Popular TikTok Challenge
Threat actors are leveraging a popular TikTok challenge to lure users into installing information-stealing spyware, according to research by Checkmarx.
This fad is known as the Invisible Challenge and involves the use of the Invisible Body filter, which leaves just a silhouette of the subject.
Publish TikTok Films
The prospect that persons in such videos may be nude, however, has led to a malicious scheme in which attackers publish TikTok films with links to fraudulent software dubbed “unfilter,” which purports to remove imposed filters.
“Instructions to get the ‘unfilter’ software deliver WASP stealer malware concealed within malicious Python packages,” Checkmarx researcher Guy Nachshon stated in an investigation published on Monday.
WASP Stealer
The virus known as WASP Stealer (also known as W4SP Stealer) is meant to steal passwords, Discord accounts, and cryptocurrency wallets.
Read More | Why Hareem Shah is so Famous
Read More | Shehzad Roy Denies Anti-aging Claims, Says He Isn’t a Vampire
TikTok Videos of Attackers @learncyber and @kodibtc
On November 11, 2022, the TikTok videos of the attackers @learncyber and @kodibtc were seen over one million times. Now, their accounts have been deleted.
Malware-Hosting GitHub Repository
The video also offers an invitation link to an adversary-managed Discord channel. This server had around 32,000 users prior to being reported and deactivated. After joining the Discord server, victims received a link to the malware-hosting GitHub repository.
Since then, the attacker has changed the repository to “Nitro generator,” but not before it appeared on GitHub’s Trending repository listings on November 27, 2022. Additionally, he requested Discord users to star the project.
Additionally, the threat actor altered the repository’s name and uploaded new files.
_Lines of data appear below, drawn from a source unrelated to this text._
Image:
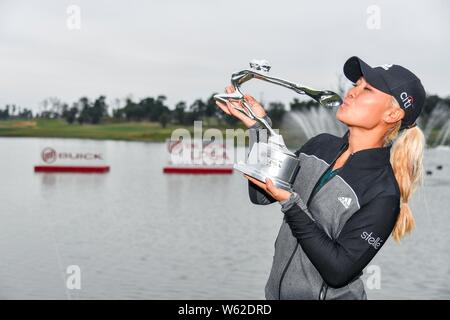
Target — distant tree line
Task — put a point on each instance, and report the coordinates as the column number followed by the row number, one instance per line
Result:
column 86, row 111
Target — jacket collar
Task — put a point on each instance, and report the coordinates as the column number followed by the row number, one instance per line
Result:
column 367, row 158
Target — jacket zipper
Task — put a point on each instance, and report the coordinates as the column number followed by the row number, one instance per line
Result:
column 341, row 151
column 323, row 291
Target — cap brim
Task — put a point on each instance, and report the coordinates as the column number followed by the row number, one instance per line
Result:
column 355, row 68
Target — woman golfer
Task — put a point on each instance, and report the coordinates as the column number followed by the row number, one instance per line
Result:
column 351, row 192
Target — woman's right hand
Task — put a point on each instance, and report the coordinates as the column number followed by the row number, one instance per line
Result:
column 229, row 108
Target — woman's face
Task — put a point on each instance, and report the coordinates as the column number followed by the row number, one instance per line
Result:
column 364, row 106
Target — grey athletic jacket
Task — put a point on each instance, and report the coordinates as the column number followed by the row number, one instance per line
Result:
column 328, row 238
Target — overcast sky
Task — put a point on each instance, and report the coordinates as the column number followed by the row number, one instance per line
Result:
column 188, row 49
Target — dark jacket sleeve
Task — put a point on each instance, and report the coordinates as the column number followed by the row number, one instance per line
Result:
column 340, row 260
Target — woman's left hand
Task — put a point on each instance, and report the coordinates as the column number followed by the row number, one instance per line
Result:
column 276, row 193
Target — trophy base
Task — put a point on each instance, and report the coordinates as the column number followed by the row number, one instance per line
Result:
column 261, row 176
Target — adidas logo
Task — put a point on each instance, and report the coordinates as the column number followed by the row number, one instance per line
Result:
column 345, row 201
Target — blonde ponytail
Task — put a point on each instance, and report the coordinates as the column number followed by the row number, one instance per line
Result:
column 407, row 164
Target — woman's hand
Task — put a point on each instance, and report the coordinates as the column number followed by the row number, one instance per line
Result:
column 229, row 108
column 276, row 193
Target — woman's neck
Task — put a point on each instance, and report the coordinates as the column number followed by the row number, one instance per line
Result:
column 361, row 139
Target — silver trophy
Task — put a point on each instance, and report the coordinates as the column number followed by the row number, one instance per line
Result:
column 272, row 159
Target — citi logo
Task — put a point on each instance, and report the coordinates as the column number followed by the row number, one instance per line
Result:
column 376, row 243
column 345, row 201
column 407, row 100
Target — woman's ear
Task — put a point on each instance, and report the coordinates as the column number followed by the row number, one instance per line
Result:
column 394, row 114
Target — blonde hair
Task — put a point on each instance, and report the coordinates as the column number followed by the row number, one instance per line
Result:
column 407, row 163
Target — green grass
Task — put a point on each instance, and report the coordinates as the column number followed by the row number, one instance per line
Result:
column 58, row 128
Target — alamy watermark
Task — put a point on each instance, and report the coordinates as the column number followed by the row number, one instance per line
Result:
column 73, row 280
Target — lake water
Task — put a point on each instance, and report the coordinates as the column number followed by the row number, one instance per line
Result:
column 137, row 233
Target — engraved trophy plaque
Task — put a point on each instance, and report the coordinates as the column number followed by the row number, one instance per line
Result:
column 272, row 159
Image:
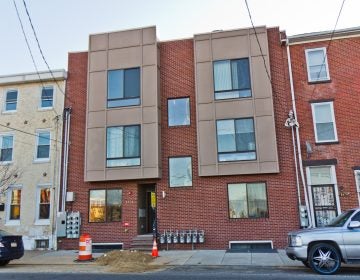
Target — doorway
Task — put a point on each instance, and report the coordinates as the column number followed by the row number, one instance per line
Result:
column 146, row 208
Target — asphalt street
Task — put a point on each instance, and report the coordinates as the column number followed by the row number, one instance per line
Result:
column 193, row 272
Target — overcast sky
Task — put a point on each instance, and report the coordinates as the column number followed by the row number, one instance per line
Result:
column 63, row 26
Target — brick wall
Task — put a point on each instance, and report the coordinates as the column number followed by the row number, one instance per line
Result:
column 205, row 204
column 344, row 88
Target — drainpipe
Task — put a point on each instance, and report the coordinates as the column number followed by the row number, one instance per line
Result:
column 67, row 116
column 296, row 127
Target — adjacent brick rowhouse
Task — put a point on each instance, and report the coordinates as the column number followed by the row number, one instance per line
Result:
column 344, row 90
column 205, row 204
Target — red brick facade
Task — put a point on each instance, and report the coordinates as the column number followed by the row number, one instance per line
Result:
column 343, row 90
column 205, row 204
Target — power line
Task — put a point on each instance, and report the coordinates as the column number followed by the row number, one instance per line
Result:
column 42, row 54
column 257, row 39
column 29, row 48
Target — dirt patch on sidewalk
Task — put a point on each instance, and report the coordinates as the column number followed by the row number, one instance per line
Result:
column 127, row 261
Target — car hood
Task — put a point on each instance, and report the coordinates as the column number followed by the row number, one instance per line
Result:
column 322, row 230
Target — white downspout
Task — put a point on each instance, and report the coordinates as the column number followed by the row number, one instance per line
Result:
column 309, row 209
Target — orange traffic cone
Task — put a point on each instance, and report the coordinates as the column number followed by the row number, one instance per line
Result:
column 155, row 252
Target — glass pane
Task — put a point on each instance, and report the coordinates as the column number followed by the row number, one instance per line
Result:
column 44, row 211
column 323, row 113
column 316, row 57
column 44, row 138
column 257, row 200
column 180, row 172
column 115, row 84
column 325, row 132
column 132, row 141
column 97, row 206
column 240, row 74
column 114, row 142
column 123, row 102
column 320, row 175
column 113, row 205
column 43, row 151
column 179, row 111
column 245, row 136
column 10, row 106
column 45, row 196
column 14, row 212
column 11, row 95
column 226, row 136
column 123, row 162
column 132, row 82
column 237, row 201
column 222, row 75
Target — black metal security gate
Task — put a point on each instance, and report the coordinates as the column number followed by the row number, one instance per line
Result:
column 324, row 202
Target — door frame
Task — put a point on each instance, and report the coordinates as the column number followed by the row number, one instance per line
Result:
column 310, row 192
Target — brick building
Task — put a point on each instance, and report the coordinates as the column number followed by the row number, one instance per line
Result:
column 197, row 124
column 325, row 67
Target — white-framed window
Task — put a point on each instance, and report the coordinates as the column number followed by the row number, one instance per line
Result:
column 6, row 148
column 324, row 122
column 47, row 97
column 43, row 204
column 180, row 172
column 317, row 65
column 11, row 98
column 13, row 205
column 42, row 152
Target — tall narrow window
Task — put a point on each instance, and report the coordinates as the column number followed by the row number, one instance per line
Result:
column 179, row 111
column 123, row 87
column 247, row 200
column 44, row 204
column 11, row 100
column 6, row 145
column 317, row 65
column 180, row 172
column 232, row 78
column 15, row 202
column 47, row 96
column 105, row 205
column 236, row 139
column 123, row 146
column 324, row 122
column 43, row 145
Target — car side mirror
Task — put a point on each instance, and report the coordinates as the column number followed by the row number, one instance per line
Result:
column 354, row 224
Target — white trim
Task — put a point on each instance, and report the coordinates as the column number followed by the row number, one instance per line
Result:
column 357, row 183
column 41, row 160
column 40, row 108
column 9, row 222
column 2, row 134
column 333, row 181
column 307, row 51
column 251, row 242
column 4, row 111
column 313, row 105
column 37, row 206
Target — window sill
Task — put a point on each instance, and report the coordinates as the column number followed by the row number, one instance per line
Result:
column 12, row 223
column 327, row 143
column 320, row 82
column 42, row 223
column 41, row 160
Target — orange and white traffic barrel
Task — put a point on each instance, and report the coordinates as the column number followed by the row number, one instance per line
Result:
column 85, row 248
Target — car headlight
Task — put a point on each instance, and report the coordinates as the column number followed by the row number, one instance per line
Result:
column 295, row 241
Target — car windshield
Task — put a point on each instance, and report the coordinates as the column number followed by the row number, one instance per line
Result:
column 340, row 220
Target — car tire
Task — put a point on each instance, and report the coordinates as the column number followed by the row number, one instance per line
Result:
column 324, row 258
column 306, row 263
column 3, row 263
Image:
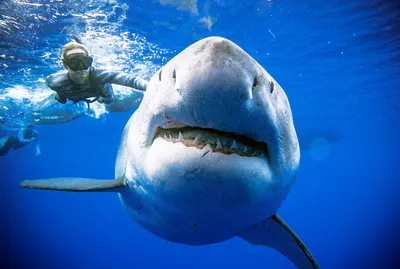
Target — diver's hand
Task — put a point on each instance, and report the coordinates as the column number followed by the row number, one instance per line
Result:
column 100, row 99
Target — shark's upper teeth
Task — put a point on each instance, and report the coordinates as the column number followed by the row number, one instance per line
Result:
column 216, row 140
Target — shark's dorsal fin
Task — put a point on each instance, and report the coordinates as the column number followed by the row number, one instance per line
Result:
column 76, row 184
column 275, row 233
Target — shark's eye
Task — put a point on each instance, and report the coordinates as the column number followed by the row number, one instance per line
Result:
column 272, row 86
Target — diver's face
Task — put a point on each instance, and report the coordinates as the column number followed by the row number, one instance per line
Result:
column 78, row 67
column 79, row 77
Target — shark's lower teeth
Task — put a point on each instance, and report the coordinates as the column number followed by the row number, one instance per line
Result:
column 218, row 143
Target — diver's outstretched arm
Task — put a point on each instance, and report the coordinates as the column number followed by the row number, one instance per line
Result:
column 57, row 114
column 122, row 79
column 125, row 101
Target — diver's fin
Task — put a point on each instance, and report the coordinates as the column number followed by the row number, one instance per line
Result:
column 75, row 184
column 275, row 233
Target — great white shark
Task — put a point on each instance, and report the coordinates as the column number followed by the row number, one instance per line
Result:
column 211, row 153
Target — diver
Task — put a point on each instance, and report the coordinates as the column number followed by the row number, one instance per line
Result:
column 24, row 136
column 80, row 81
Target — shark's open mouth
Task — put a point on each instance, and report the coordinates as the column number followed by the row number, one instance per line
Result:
column 219, row 141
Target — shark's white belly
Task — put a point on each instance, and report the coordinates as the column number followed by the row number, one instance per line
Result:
column 199, row 200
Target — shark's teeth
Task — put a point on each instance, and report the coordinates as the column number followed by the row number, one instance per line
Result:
column 213, row 140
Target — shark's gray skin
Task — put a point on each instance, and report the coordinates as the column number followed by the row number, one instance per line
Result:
column 211, row 153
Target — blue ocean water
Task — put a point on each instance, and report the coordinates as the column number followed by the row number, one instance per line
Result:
column 339, row 63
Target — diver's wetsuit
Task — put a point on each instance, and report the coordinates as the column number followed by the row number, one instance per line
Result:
column 98, row 84
column 25, row 136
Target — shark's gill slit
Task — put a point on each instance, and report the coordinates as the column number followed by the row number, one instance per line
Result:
column 219, row 141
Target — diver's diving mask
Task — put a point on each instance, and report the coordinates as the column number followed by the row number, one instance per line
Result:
column 78, row 62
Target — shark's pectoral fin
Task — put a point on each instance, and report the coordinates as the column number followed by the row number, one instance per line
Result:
column 275, row 233
column 75, row 184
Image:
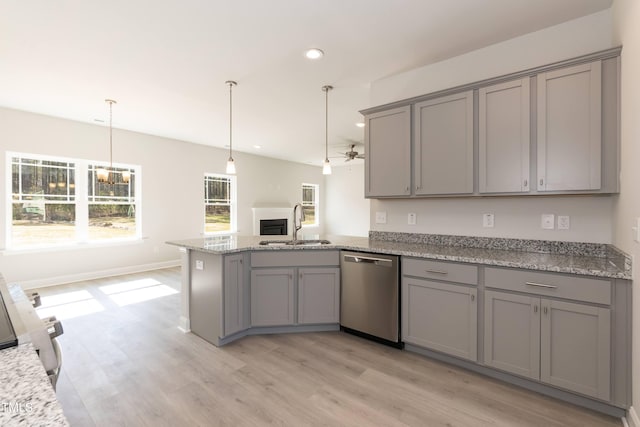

Even the modified Python source code was touted as “open-source and not a virus.” Now, the GitHub account has been deleted.
Python Package Index
The stealer malware was embedded in a number of Python packages, including “tiktok filter-api,” “pyshftuler,” and “pydesings,” with operators submitting replacements to the Python Package Index (“PyPI”) under alternative names after the original packages were deleted.
As attackers get more intelligent, the degree of manipulation employed by software supply chain attackers grows. These assaults are more evidence that cybercriminals have begun to target the open-source package ecosystem.